Economic Watch: Investors, Western media have negative bias about China's economy, say U.S. observers-Xinhua

Economic Watch: Investors, Western media have negative bias about China's economy, say U.S. observers

Source: Xinhua| 2024-01-26 20:09:30|Editor:

NEW YORK, Jan. 25 (Xinhua) -- Investors and Western news outlets focus on a narrow set of indicators and neglect the robust base when evaluating China's economy, according to U.S. observers.

Despite the heavy economic headwinds caused by the property sector, China is still putting out reasonable macroeconomic growth numbers as well as displaying microeconomic robustness across a number of private-led industrial sectors, including in advanced manufacturing, said Sourabh Gupta, a senior fellow at the Washington-based Institute for China-America Studies.

"Furthermore, this is all happening without the government having to take recourse to 'flood irrigation' measures (huge fiscal and monetary subsidies)," Gupta told Xinhua in a recent interview.

All this plus the heavy government emphasis over the past eight months on supporting the private sector bodes well for the future, especially once the property sector's health becomes more aligned with fundamentals, Gupta said.

"Western news outlets are more interested in dwelling on bad, scandalous or short-term news out of China rather than objectively assessing issues from a more considered or medium-term perspective," Gupta further said.

Gupta suggested one must bear that in mind when reading analyses by Western news outlets.

The volatility in the Hong Kong stock market on Jan. 17 was not due to economic releases from China but rather forced selling from popular Callable Bull/Bear Contracts (CBBCs), said Brendan Ahern, chief investment officer with U.S.-based asset management firm Krane Funds Advisors LLC, a specialist investment management firm focused on China, climate, and other uncorrelated assets.
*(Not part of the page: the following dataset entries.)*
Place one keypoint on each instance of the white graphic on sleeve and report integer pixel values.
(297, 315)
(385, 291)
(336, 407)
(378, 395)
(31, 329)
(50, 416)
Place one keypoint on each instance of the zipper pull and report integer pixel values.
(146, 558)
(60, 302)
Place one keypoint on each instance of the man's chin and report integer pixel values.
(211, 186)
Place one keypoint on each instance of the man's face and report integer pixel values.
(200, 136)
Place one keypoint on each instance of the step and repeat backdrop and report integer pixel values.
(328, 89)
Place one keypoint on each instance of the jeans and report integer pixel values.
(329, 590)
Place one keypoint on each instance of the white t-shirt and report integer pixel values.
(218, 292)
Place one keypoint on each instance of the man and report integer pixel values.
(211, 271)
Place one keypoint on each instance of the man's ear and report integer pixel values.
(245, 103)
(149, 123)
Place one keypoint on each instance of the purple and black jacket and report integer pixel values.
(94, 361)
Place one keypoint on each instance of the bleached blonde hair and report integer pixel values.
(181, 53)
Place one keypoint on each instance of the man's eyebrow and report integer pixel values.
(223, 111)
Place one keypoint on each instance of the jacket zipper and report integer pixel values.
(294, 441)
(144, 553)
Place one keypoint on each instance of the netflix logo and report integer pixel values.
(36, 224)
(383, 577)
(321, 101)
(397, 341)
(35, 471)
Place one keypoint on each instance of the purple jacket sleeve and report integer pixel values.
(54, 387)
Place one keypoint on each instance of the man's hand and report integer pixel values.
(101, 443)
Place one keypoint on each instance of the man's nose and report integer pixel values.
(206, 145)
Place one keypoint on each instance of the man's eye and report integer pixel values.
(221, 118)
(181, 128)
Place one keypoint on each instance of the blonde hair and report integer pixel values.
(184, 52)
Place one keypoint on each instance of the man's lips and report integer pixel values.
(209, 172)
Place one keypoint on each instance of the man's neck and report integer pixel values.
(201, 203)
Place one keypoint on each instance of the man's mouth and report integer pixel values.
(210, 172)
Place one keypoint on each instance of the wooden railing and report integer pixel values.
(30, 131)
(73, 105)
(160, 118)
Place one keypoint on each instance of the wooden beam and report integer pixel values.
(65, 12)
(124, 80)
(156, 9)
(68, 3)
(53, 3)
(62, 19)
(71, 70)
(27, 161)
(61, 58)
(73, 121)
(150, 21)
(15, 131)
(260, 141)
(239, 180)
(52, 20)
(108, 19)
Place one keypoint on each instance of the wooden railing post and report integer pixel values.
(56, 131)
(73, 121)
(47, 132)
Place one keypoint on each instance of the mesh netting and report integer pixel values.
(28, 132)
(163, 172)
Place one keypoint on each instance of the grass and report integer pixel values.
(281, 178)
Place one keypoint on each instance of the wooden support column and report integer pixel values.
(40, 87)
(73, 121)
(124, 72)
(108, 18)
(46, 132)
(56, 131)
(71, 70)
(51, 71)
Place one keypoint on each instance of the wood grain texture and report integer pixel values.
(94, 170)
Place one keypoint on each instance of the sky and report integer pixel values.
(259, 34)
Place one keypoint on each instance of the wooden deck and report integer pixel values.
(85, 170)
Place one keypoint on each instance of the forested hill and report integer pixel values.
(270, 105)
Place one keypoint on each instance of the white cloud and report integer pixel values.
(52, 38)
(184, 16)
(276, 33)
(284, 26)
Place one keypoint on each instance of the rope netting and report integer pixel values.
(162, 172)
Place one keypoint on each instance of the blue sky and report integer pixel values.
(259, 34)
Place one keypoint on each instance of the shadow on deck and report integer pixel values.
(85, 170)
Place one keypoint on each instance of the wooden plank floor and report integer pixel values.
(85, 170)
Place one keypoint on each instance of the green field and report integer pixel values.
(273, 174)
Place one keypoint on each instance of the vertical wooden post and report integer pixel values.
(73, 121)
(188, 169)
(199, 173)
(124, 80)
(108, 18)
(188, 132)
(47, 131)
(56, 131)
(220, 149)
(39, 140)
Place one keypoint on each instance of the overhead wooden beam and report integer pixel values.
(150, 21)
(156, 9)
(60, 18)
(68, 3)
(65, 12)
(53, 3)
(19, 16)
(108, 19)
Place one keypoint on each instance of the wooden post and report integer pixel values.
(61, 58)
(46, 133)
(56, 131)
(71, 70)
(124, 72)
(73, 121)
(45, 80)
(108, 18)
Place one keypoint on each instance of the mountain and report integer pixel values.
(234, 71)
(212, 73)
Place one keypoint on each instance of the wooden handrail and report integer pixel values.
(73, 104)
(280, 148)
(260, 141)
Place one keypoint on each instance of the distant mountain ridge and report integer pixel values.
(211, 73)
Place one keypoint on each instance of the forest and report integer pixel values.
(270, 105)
"We believe equity investors may be placing too much emphasis on weaker demographic data," Ahern told Xinhua.

Export-driven economies don't need populations as large as domestic-driven countries for their stock markets to perform well, said Ahern, citing the examples of Japan and South Korea.
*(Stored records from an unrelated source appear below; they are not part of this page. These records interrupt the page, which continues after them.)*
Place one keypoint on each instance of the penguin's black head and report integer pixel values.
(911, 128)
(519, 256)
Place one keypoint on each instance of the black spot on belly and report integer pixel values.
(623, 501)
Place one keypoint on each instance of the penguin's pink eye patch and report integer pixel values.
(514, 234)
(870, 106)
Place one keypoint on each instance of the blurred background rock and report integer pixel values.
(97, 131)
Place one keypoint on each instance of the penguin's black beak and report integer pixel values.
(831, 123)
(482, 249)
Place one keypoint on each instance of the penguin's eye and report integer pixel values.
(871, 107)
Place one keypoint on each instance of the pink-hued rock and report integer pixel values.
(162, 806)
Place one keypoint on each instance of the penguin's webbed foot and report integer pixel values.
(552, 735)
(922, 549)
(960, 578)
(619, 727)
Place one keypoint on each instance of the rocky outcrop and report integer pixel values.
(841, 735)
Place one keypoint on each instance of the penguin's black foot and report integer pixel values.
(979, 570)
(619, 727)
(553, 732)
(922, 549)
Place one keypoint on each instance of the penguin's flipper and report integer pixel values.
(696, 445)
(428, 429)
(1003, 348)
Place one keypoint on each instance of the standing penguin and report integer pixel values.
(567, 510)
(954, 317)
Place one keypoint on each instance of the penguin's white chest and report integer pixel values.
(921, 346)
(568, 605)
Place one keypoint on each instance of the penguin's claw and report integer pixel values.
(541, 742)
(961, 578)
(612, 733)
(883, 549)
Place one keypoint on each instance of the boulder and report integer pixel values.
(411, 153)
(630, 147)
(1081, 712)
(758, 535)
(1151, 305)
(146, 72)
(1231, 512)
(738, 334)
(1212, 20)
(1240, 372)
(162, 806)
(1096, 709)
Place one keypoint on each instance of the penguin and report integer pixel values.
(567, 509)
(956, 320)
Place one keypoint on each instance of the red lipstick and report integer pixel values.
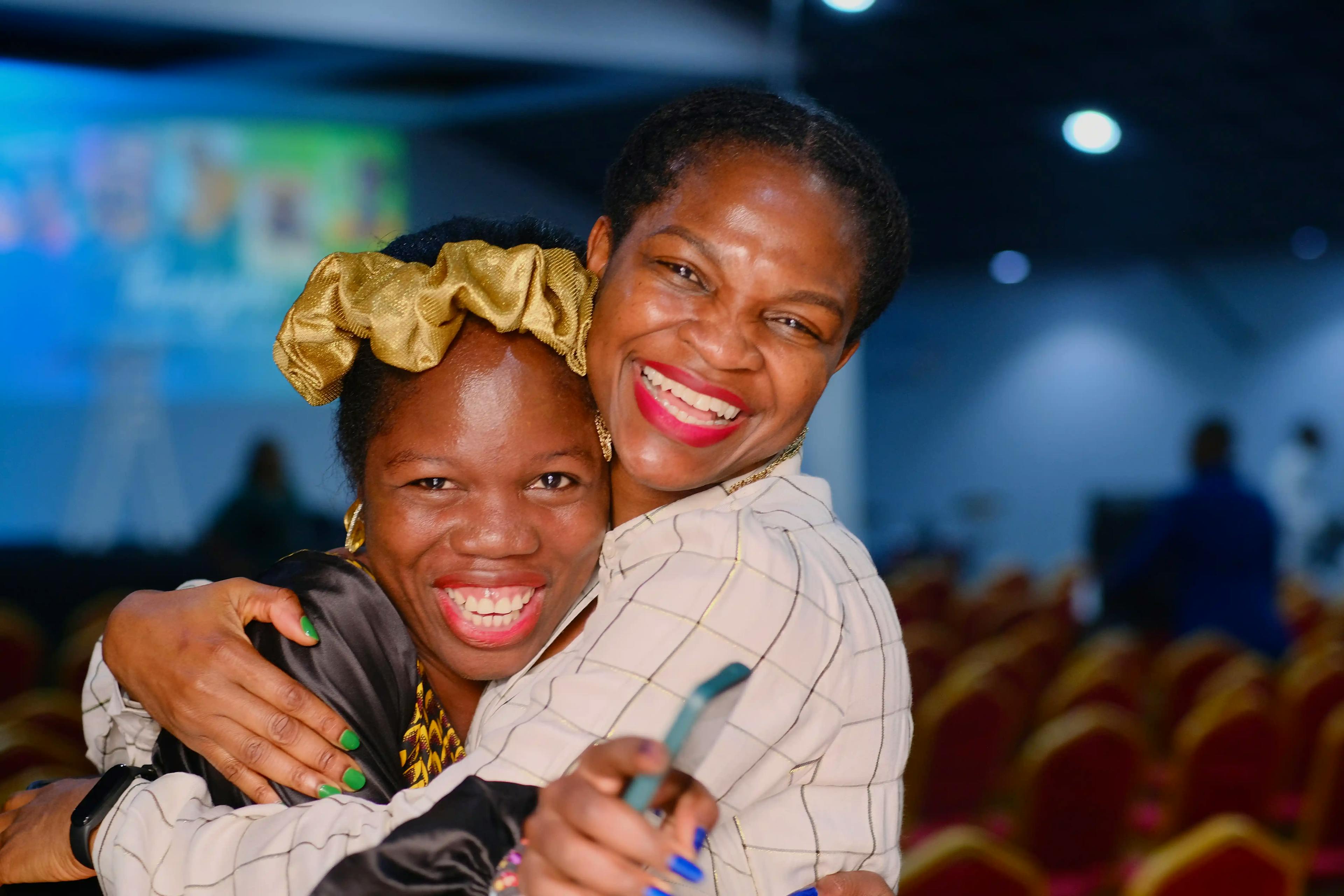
(675, 417)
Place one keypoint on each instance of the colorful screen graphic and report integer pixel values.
(181, 242)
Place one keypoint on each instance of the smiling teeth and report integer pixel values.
(699, 401)
(490, 612)
(494, 621)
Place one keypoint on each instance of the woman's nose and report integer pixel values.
(722, 340)
(495, 531)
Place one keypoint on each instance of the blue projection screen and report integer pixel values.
(182, 242)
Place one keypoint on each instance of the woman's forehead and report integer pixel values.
(491, 379)
(761, 210)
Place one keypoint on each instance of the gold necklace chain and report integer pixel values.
(790, 450)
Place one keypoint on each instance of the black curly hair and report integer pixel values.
(690, 130)
(373, 389)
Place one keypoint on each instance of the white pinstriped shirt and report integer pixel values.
(807, 766)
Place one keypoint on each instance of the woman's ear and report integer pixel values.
(845, 358)
(600, 245)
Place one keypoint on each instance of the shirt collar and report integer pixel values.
(705, 499)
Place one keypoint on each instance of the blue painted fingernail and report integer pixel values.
(686, 870)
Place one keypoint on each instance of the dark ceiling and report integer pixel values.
(1232, 116)
(1232, 113)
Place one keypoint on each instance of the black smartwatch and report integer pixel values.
(99, 803)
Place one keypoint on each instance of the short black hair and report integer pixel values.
(371, 389)
(1213, 445)
(686, 131)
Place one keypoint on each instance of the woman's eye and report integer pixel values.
(435, 483)
(552, 481)
(685, 272)
(793, 323)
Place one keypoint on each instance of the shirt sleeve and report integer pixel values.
(118, 730)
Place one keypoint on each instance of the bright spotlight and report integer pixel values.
(850, 6)
(1092, 132)
(1310, 244)
(1010, 266)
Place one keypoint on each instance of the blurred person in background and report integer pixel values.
(264, 519)
(1217, 540)
(1295, 492)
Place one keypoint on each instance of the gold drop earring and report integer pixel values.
(355, 527)
(604, 437)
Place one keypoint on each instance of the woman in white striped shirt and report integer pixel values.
(747, 245)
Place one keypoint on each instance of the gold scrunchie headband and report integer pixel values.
(411, 312)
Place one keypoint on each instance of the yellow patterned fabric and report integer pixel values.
(411, 312)
(430, 743)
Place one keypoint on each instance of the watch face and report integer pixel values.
(100, 798)
(97, 804)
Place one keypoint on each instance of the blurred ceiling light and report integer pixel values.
(1310, 244)
(1010, 266)
(1092, 132)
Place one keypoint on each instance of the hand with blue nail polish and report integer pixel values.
(584, 838)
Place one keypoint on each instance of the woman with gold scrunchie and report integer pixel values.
(468, 434)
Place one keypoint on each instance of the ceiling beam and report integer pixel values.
(668, 37)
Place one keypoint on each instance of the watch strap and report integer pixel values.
(99, 803)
Still, Ahern added that over the long run, the demographic issue will have to be addressed as China's economy becomes increasingly oriented toward the consumer.

The reason the Chinese economy is being held back is because of "legacy" reasons, which primarily refers to the property sector, said Gupta.
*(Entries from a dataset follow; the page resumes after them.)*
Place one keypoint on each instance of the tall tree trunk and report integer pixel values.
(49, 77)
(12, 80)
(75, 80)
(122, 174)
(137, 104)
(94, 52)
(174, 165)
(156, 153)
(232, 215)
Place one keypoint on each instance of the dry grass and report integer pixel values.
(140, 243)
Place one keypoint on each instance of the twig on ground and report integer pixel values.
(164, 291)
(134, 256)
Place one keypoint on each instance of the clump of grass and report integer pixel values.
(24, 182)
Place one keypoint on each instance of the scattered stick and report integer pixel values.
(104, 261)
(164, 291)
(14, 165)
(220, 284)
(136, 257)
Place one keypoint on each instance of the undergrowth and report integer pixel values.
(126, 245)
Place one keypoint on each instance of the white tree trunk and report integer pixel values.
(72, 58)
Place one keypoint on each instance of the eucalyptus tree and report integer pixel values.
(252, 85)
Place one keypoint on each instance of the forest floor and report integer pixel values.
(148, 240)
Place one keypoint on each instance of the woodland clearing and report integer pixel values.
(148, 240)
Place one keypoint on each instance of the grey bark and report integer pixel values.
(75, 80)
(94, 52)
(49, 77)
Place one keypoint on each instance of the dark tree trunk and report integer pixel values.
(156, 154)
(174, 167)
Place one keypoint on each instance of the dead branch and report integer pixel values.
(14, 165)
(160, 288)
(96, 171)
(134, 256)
Indeed, there are multiple reasons to be upbeat about the Chinese economic outlook.

"The Chinese economy enjoys healthy economic growth drivers, as can be seen in the private fixed asset investment numbers. Entrepreneurs and business folks are investing in the future," Gupta added.

China's consumer recovery in 2023 was focused on services and not as broad as markets had anticipated, noted a report on the outlook for China in 2024 issued by Krane Funds Advisors on Jan. 16.

"In 2024, we believe the recovery could broaden and accelerate while stimulus measures implemented in 2023 may begin to have a positive impact on the economy and stock market," said the report.

China's gross domestic product (GDP) growth rates in Q4 and 2023 fell largely in line with market consensus and expectations of Bank of America (BofA) Global Research, according to a research note by BofA Global Research on Jan. 17.

"We believe Chinese policymakers are fully aware of growth headwinds, and will step up their effort in policy easing going forward," said economists with BofA Global Research.

China's GDP grew 5.2 percent year on year to a new high of 126.06 trillion yuan (about 17.7 trillion U.S. dollars) in 2023, higher than 3 percent in 2022 and the government's annual target of around 5 percent, according to data issued by China's National Bureau of Statistics on Jan. 17.